Some customer-centric organizations make it an essential activity for new leaders. At ING Direct, department leaders spend a month in the contact center jacking in with agents and listening to calls—and even handling customer complaints. They not only develop a better understanding of the frontline agent’s job, they realize how their own processes impact the contact center, and ultimately, the customer experience.

It doesn’t need to be a month-long commitment to have an effect. The contact center leadership team at Unilever found that a well-planned open house could make a significant impact. Various brand teams were invited into the center for an afternoon. The teams were given an overview of the types of information the center collected and how the frontline agents interacted with callers. Each brand team was asked to discuss the new products being released with the frontline agents so that they could offer their suggestions and ideas (an incredibly valuable resource!).

After the open house, contact center leadership followed up with the various departments to reinforce the idea that the center was willing and able to do more to support each area in improving their performance through customized reports and customer data.

Encourage the Entire Organization to Walk in the Customer’s Shoes

At BlueCross BlueShield of South Carolina, the Customer Experience team created a very unique activity designed to help non-customer-facing functions develop a better understanding of the customer service advocate’s role, and to understand how what they do impacts what happens in the contact center. They set up a call-listening room next to the employee cafeteria.

Customer Experience staff stood outside the room encouraging employees to come in and listen for at least five minutes. Once inside, employees were given popcorn and a free set of BlueCross earbuds. They watched a slide presentation that provided compelling call statistics, and then plugged in to listen to five actual customer calls, which were scrubbed of personal information.

Calls were selected that demonstrated the importance of other functions. For instance, since the site includes the organization’s Information Systems campus, the team included one call where the system went down and the CSA wasn’t able to access the customer’s information. Many IS employees were shocked to learn how their work impacted the center’s ability to serve customers. Overall, the staff found the demonstration powerful, and most ended up staying for the entire 20-minute presentation.

Set Up a Listening Post

Make it convenient for unit leaders and execs to spend time in the center by setting up a permanent listening post. “A listening post is a workstation in the contact center that is always manned with a strong agent and has an extra chair and headset available for anyone who wants to sit and observe call handling,” says contact center consultant Jay Minnucci, president of Service Agility.

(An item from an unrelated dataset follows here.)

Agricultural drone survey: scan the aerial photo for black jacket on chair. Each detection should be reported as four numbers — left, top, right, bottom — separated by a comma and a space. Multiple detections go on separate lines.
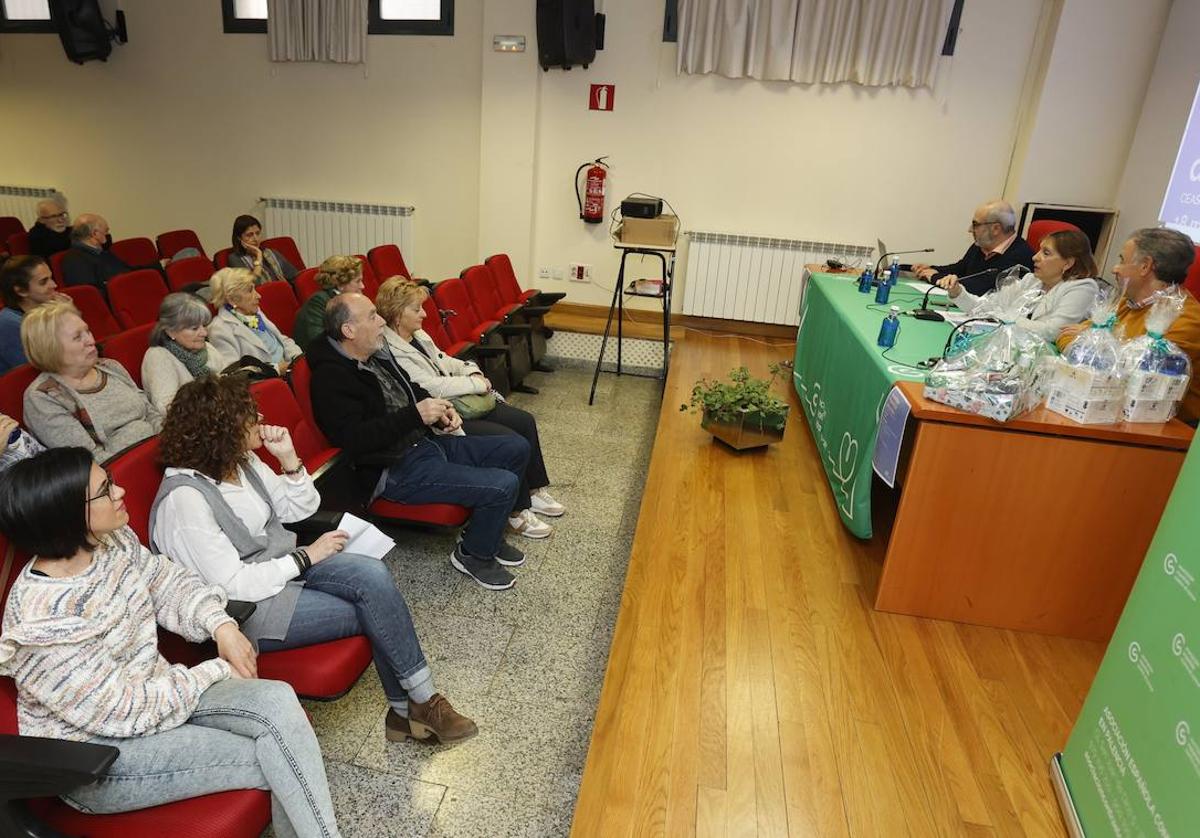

An alternative to live listening: Provide peers and execs with access to a library of recorded calls. Classify the calls into categories that will be relevant to different internal functions, Minnucci adds, “such as ‘slow computer response’ to describe calls where agents had to suffer through long response times between screen changes.”

Wisconsin Physician’s Service used a similar technique to help marketing and sales groups understand customers’ reactions to advertising and informational materials. Following the release of a promotional mailer for a new product, contact center leadership scheduled a meeting with marketing and sales to listen to recorded calls so that the two groups could learn what customers understood, what they didn’t, and what led to more questions. The ability to hear what actual customers thought about the mailer and what their questions were was an eye-opener for the other departments.

Providing senior execs, department heads and employees across functions with the opportunity to experience first-hand customers’ emotions, expectations and feedback can help to translate customer experience vision statements into beliefs, behaviors and practices across levels and functions. It can also help to build a solid foundation for delivering an exceptional end-to-end customer experience.